Mistakes there certainly were. The Lebanese police were able to find the children, their abductors, Faulkner and the 60 Minutes team because Ben Williamson asked Faulkner if he could film her calling Elamine to tell him she had the children.

When she rang off, Elamine reported the call to the police. They checked the number and found that the phone Faulkner used belonged to Whittington, who astonishingly had registered under his own name in a Beirut hotel. His arrest led to the arrest of everyone else involved.
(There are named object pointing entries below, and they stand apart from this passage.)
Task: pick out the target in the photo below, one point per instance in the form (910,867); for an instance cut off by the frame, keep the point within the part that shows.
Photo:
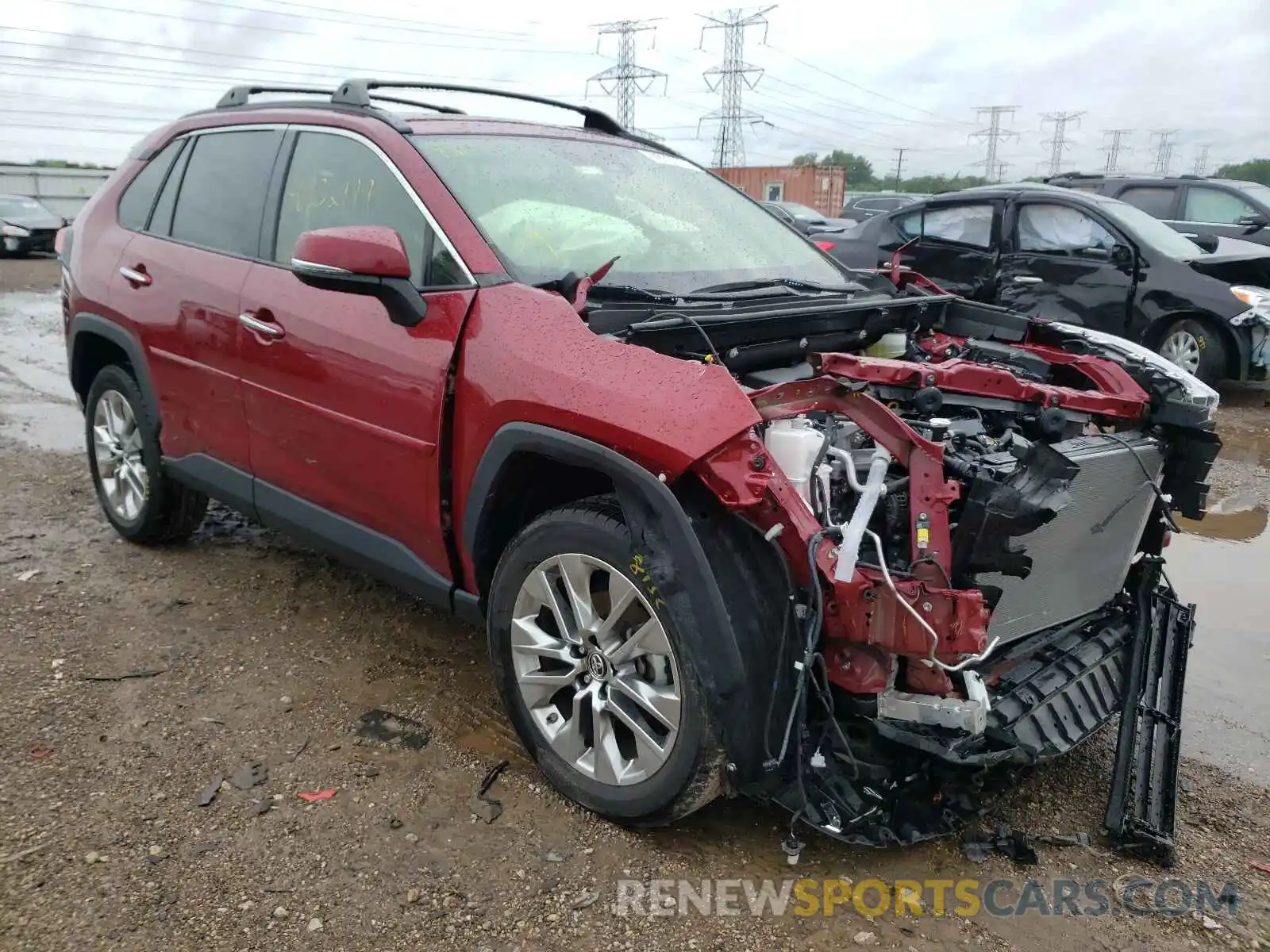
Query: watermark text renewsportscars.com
(941,898)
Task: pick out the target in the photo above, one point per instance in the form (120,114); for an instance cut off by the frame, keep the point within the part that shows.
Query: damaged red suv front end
(978,528)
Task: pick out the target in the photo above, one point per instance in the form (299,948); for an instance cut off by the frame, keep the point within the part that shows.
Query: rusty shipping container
(822,187)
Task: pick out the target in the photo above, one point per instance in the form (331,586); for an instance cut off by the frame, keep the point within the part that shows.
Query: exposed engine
(972,526)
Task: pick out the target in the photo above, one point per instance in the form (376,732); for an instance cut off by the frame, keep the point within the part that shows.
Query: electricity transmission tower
(625,79)
(1164,149)
(1060,140)
(899,164)
(1202,162)
(1115,149)
(729,79)
(994,135)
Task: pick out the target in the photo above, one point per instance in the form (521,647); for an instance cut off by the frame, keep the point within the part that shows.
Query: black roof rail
(399,101)
(357,92)
(241,95)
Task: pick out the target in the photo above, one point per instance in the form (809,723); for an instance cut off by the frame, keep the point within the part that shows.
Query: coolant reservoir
(793,446)
(892,346)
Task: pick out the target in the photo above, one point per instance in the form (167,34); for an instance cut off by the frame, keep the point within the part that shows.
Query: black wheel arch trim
(95,325)
(670,558)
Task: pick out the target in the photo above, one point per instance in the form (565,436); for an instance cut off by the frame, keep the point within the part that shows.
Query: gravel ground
(258,651)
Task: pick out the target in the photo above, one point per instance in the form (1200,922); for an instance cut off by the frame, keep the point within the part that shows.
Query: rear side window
(222,192)
(1155,201)
(139,197)
(1214,206)
(336,181)
(963,224)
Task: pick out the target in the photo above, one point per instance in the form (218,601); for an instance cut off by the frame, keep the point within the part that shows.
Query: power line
(728,79)
(1058,143)
(994,135)
(625,78)
(1164,149)
(899,164)
(870,92)
(1202,162)
(1115,149)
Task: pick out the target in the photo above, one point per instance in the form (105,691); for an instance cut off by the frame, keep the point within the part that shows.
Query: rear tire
(1197,348)
(140,501)
(619,725)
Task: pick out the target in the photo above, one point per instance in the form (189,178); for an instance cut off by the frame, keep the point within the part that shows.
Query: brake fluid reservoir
(892,346)
(793,446)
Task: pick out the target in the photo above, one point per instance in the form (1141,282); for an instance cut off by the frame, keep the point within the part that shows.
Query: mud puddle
(37,404)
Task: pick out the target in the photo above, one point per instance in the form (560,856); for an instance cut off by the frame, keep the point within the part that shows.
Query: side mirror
(361,259)
(1254,222)
(1206,240)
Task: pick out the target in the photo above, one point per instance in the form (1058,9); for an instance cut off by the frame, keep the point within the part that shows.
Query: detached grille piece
(1081,558)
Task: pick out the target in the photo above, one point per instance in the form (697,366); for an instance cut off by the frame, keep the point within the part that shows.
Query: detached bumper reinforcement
(1143,803)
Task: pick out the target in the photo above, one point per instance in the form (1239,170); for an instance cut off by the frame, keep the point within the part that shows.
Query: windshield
(17,206)
(552,206)
(1151,232)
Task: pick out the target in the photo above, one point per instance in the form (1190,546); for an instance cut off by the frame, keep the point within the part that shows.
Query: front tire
(140,501)
(1195,348)
(592,670)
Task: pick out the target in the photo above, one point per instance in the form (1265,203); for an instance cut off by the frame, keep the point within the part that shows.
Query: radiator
(1081,558)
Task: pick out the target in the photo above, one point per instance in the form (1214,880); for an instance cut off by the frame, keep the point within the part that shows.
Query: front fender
(671,562)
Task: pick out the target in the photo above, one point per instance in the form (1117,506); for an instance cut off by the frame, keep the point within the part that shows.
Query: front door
(1057,263)
(344,406)
(952,244)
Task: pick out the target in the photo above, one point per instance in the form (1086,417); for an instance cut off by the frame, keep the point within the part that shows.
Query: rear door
(1056,262)
(344,406)
(179,279)
(952,243)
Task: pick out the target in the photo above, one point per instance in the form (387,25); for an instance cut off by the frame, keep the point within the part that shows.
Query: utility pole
(899,164)
(1115,149)
(992,133)
(1202,163)
(625,79)
(1164,149)
(1060,140)
(729,79)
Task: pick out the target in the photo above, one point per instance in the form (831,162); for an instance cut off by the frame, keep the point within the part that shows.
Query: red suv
(736,520)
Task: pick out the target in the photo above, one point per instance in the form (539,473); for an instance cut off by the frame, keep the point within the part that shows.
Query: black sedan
(25,225)
(1083,259)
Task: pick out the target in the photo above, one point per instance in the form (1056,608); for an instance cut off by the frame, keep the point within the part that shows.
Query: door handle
(137,276)
(268,329)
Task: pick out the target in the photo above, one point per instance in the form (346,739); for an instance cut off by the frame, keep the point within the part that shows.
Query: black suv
(1081,258)
(1193,205)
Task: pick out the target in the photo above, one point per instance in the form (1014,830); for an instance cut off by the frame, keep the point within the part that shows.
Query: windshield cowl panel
(550,206)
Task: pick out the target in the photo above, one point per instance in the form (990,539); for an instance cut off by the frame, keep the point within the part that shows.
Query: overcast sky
(84,79)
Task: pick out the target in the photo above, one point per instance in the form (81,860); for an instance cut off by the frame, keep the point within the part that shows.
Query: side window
(160,222)
(139,197)
(910,225)
(336,181)
(1155,201)
(963,224)
(1060,228)
(222,190)
(1214,206)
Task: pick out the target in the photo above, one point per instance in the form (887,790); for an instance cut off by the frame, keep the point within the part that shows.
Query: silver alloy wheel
(1183,349)
(596,670)
(117,446)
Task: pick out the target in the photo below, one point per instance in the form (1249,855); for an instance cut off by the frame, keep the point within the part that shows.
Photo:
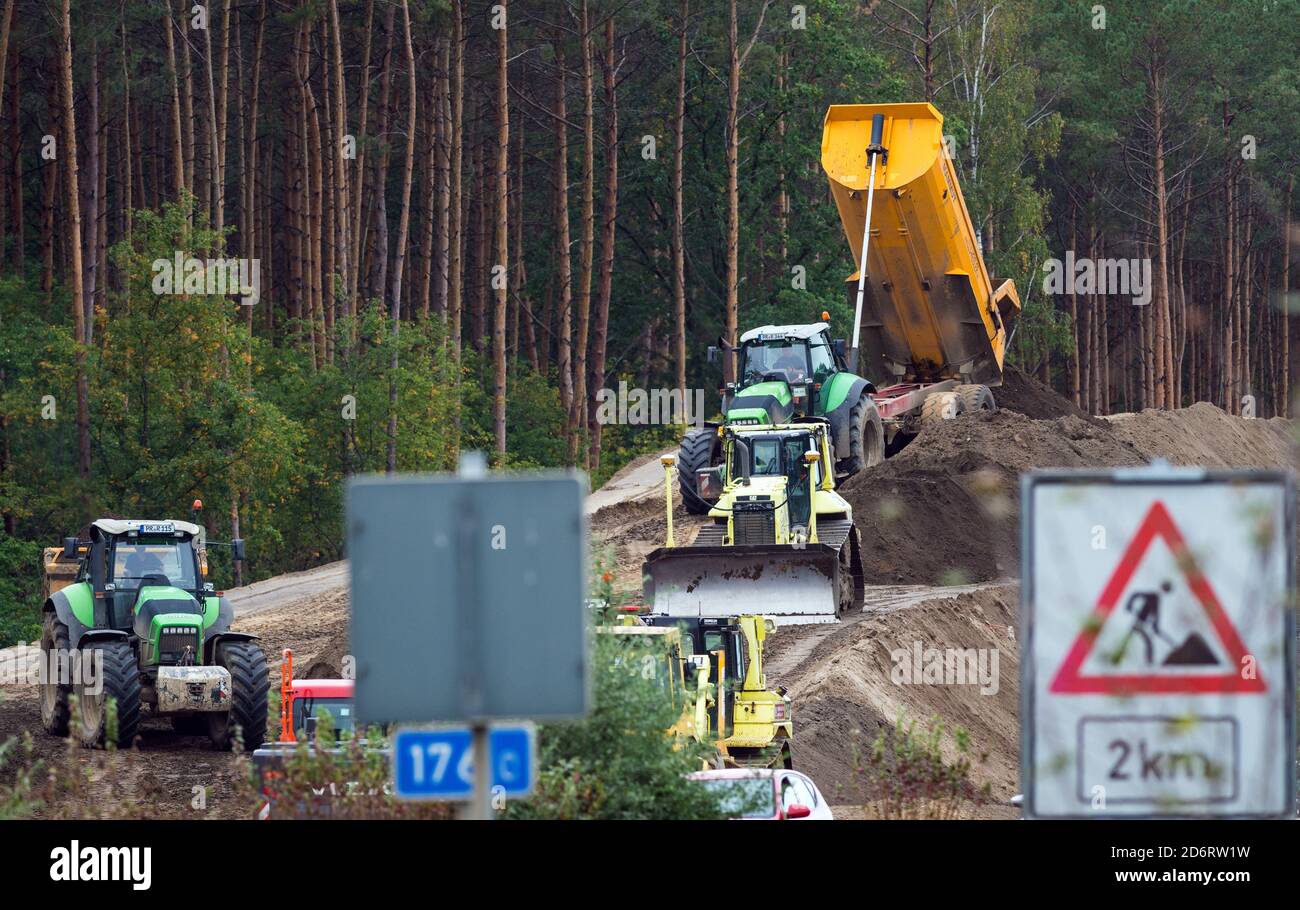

Yep, it was massive bungle piled upon gross ineptitude. But the ‘mistakes and failings’ narrative evades the truth, too. It is another attempt to mystify what is not mysterious, because it replaces a moral evaluation of the events with a technical one.

“Whatever 60 Minutes might say in their defence now, it is almost inconceivable that they would have acted as they did in Australia or any other Western country.”

There have been attempts by some in the media to mount a moral justification of 60 Minutes‘ actions. The usual defence is that at least they were trying to do the right thing, by helping a mother who would not have been denied custody in Australia.

But that opens another, distinctly slimy, can of worms. Do we think 60 Minutes would have funded a child abduction in Australia, however much the parent they were purporting to help might seem to have been denied custody unfairly?

Almost certainly not. But it’s different, of course, if the children have been taken to another country, especially a Muslim country with religious courts, the very mention of which can be guaranteed to raise the hackles of 60 Minutes viewers.

Whatever 60 Minutes might say in their defence now, it is almost inconceivable that they would have acted as they did in Australia or any other Western country.

What will be the ultimate consequence of their actions? It is not clear, although Prime Minister Malcolm Turnbull has said that the $500,000 payment to Ali Elamine could be investigated by the corporate regulator, the Australian Securities and Exchange Commission (ASIC): ‘Nobody is above the law, and if you break the law in other parts of the world you may well be breaking Australian law as well.’

Maybe. ASIC might investigate, and Nine might even be prosecuted. But I’m betting that if this saga deters news organisations from following 60 Minutes‘ example, it will only be because shareholders and corporate boards don’t want to pay the cost.

The gap between principle and practice in journalism won’t close anytime soon.